Federal legalization of marijuana has gained heightened attention since 2012, when Washington and Colorado became the first states to legalize the possession and sale of marijuana for recreational use.

Federal law classifies marijuana in Schedule I of the Controlled Substances Act, the classification meant for the most dangerous substances.

Marijuana legalization has made progress in the last 10 years, but does that mean it will see legalization across the board in 2023?

In 2022, Rhode Island, Maryland, Missouri, and Connecticut all made changes to recreationally legalize marijuana in the state. Alabama, Mississippi, and Kentucky have decided to legalize use for medical purposes.

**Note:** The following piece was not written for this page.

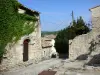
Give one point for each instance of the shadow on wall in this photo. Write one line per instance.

There are 21 states that have adopted adult-use legalization laws and 16 states that have legalized cannabis for medical use.

There is a possibility that a lump sum of states will make the move for legalization in 2023 including Minnesota, Delaware, Kansas, and North Carolina. These states have either talked about the possibility or have been prepping a bill to do so.

A survey done by Pew Research in October showed that 59% of U.S. adults believe marijuana should be legal for medical and recreational use by adults. The survey also showed that only 10% of people are against legalization.

Federal legalization remains unlikely despite popular opinion.

In October, President Joe Biden decriminalized marijuana charges and pardoned thousands of Americans convicted of marijuana possession under federal law.

But Biden has been wary of legalization. When he campaigned for president in 2020, Biden was hesitant to endorse such a measure.

However, marijuana eventually getting rescheduled remains likely. In December 2020, the U.N. Commission on Narcotic Drugs reclassified marijuana under an international listing that recognizes its medical value.

"I think that reconsideration of our own scheduling here in the U.S. is just a natural extension of how we voted in the world meeting," Rosalie Pacula, a health policy professor at the University of Southern California, told Roll Call in November.